Una comprensión cultural del delirio podría dar paso a otras formas de tratamiento
para la esquizofrenia. Actualmente, el tratamiento por excelencia es farmacológico. Los
antipsicóticos funcionan, a grandes rasgos, como sedantes. Se ha asumido que los delirios y
alucinaciones son síntomas “impermeables” a la terapia psicológica, que no merece la pena
ahondar en su contenido, en la red de significados en la que se insertan. Es probable que la
terapia no pueda erradicar dichas manifestaciones; no obstante, quizá provechoso intentar
comprenderlas y no sólo erradicarlas.
Lo anterior podría leerse como una romantización de la esquizofrenia. Recuerda,
quizá, a la anécdota de Deleuze en la clínica de La Borde. En sus textos, el filósofo francés
describía la esquizofrenia como un nuevo horizonte de posibilidades para el ser humano,
más allá de las restricciones de la razón. En la práctica, se sintió horrorizado al ver a los
pacientes con esquizofrenia de la clínica que dirigía su colaborador Félix Guattari. Cabe
aclarar, entonces, que nuestra defensa de la interpretación del delirio no pretende plantear
que estas ideas contienen una sabiduría oculta.

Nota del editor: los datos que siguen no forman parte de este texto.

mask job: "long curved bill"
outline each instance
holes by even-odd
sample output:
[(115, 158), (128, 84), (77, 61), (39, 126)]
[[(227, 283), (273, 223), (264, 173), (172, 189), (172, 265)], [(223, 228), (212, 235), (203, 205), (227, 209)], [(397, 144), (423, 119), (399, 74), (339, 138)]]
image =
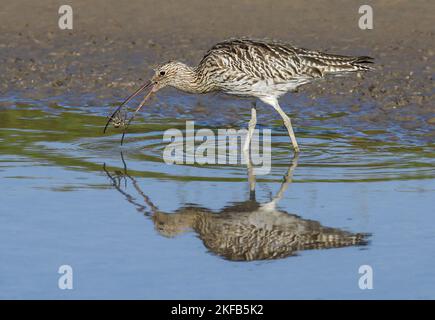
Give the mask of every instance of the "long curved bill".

Se trata, simplemente, de reconocer que, al
igual que otras formas de pensamiento, el delirio implica la construcción de significados, y
que dichos significados, por idiosincrásicos que sean, pueden interpretarse. Evidentemente,
habrá ideas delirantes más crípticas que otras, y algunas permanecerán completamente
indescifrables.
A modo de resumen, puede decirse que el delirio entraña una contradicción. Aunque
se trata de una manifestación idiosincrásica, sumamente personal, se nutre de contenidos
colectivos, tales como la religión, la historia y las narraciones populares. El pensamiento
delirante, además, implica la construcción de significados. A diferencia de los significados
convencionales, la idea delirante no es negociada frente al colectivo, por lo que permanece
como una expresión individual, usualmente incomprensible. Es posible que surja de la
misma capacidad de reconocer patrones que le permite al ser humano, en general, asociar
de forma consistente significantes y significados. Bajo el paradigma de la psiquiatría
contemporánea, el delirio se reduce a una disfunción fisiológica o a una predisposición
genética. Esta concepción no toma en cuenta que la naturaleza humana va más allá de lo
biológico; en palabras de Clifford Geertz, “no existe una naturaleza humana independiente
de la cultura”. Por ello, conviene que los psicólogos recuerden que, en el tratamiento de un
trastorno como la esquizofrenia, no puede soslayarse la dimensión cultural. Ni siquiera la
idea más extravagante es ajena a la cultura.
Bibliografía

Bruner, J. (2006). Actos de significado. Alianza editorial. (Originalmente publicado en 1991).

Gogol, N. (2006). Gogol: the collected tales. Everyman’s library.

Piaget, J. (1964). Seis estudios de psicología, Editorial Labor.

Vygotsky, L. (2013). Pensamiento y lenguaje. Paidós. (Originalmente publicado en 1934).